An evaluation commissioned by BII shows trade efficiencies that will be created from the completion of this project will cut the cost of international trade in the DRC by 12%.

Also, according to Seatrade Maritime News, the project will enable “the creation of approximately 85,000 jobs, US$1.12bn in additional trade and US$429m in increased economic outlook — equivalent to a 0.65% increase in the DRC’s GDP.”

Other assessments show the project holds far greater impact potential. For instance, according to Container News, the BII-DP World partnership will “improve access to vital goods for 35 million people, support 5 million jobs, and generate an additional US$51 billion in trade by 2035.”

The 578-kilometer Banana-Matadi-Kinshasa trade corridor, which serves approximately 54 million people, is poised to see substantial economic benefits from the new port development.

Since 2021, DP World, along with other investors such as BII, have been undertaking rapid expansion and modernization programs across a range of African ports. The two, for instance, have a history of modernization and expansion of ports in Dakar (Senegal), Sokhna (Egypt) and Berbera (Somaliland). DP World last year announced it was investing US$10 billion in African ports.

From Indian operator Adani’s recent debut of operations at the Dar es Salaam Port to DP World’s growing operations in Angola, Djibouti and Egypt, the global investment appeal in African ports is undoubtedly in vogue in recent years.

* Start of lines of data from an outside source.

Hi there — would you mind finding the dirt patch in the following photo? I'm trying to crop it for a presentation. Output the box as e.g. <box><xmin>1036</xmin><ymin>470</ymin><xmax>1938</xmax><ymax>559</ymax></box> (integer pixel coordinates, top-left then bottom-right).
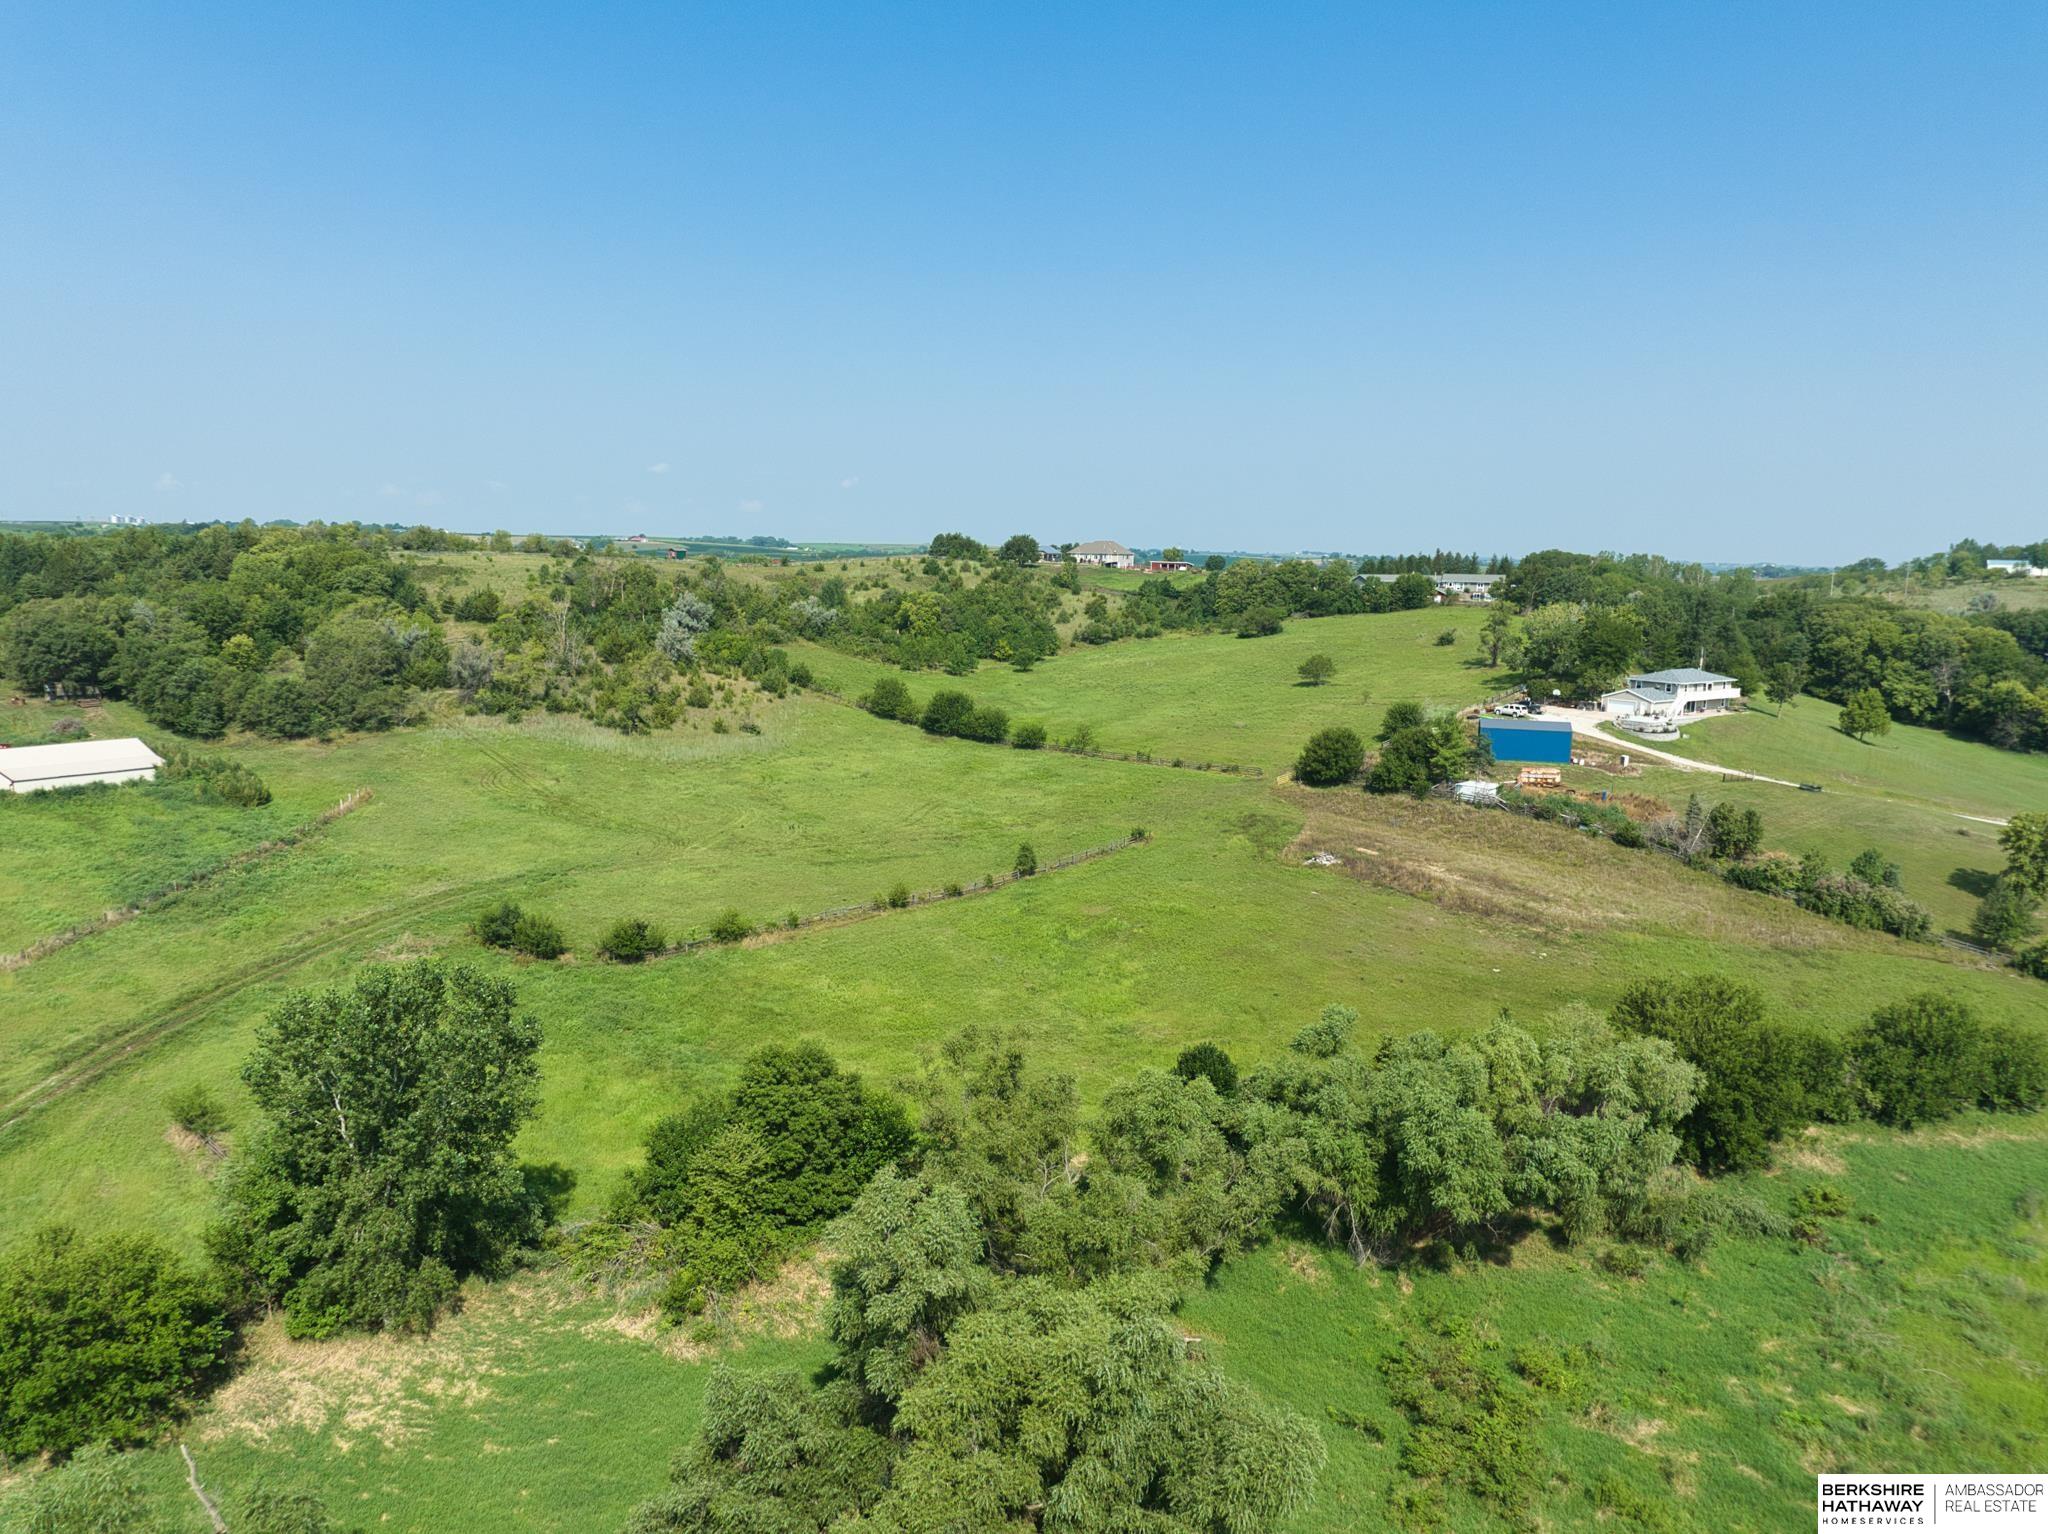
<box><xmin>587</xmin><ymin>1250</ymin><xmax>833</xmax><ymax>1362</ymax></box>
<box><xmin>370</xmin><ymin>932</ymin><xmax>439</xmax><ymax>962</ymax></box>
<box><xmin>199</xmin><ymin>1274</ymin><xmax>583</xmax><ymax>1452</ymax></box>
<box><xmin>163</xmin><ymin>1123</ymin><xmax>228</xmax><ymax>1167</ymax></box>
<box><xmin>1826</xmin><ymin>1394</ymin><xmax>1871</xmax><ymax>1417</ymax></box>
<box><xmin>1781</xmin><ymin>1135</ymin><xmax>1849</xmax><ymax>1176</ymax></box>
<box><xmin>1281</xmin><ymin>1244</ymin><xmax>1328</xmax><ymax>1286</ymax></box>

This week, Noatum Maritime, a Spanish multinational, has announced it is acquiring a controlling stake in the Egyptian maritime agency Safina to expand its presence in Egypt’s maritime market and the entire Middle East region. This reaffirms the global investors’ interest in African ports.

Investment in this sector will continue to surge in 2024, according to a report by logistics firm Agility. The report, which surveyed close to 1000 logistics industry executives worldwide, revealed that over 47% of respondents plan to increase their investments in Africa, while another 14% are eyeing first-time investments in the continent.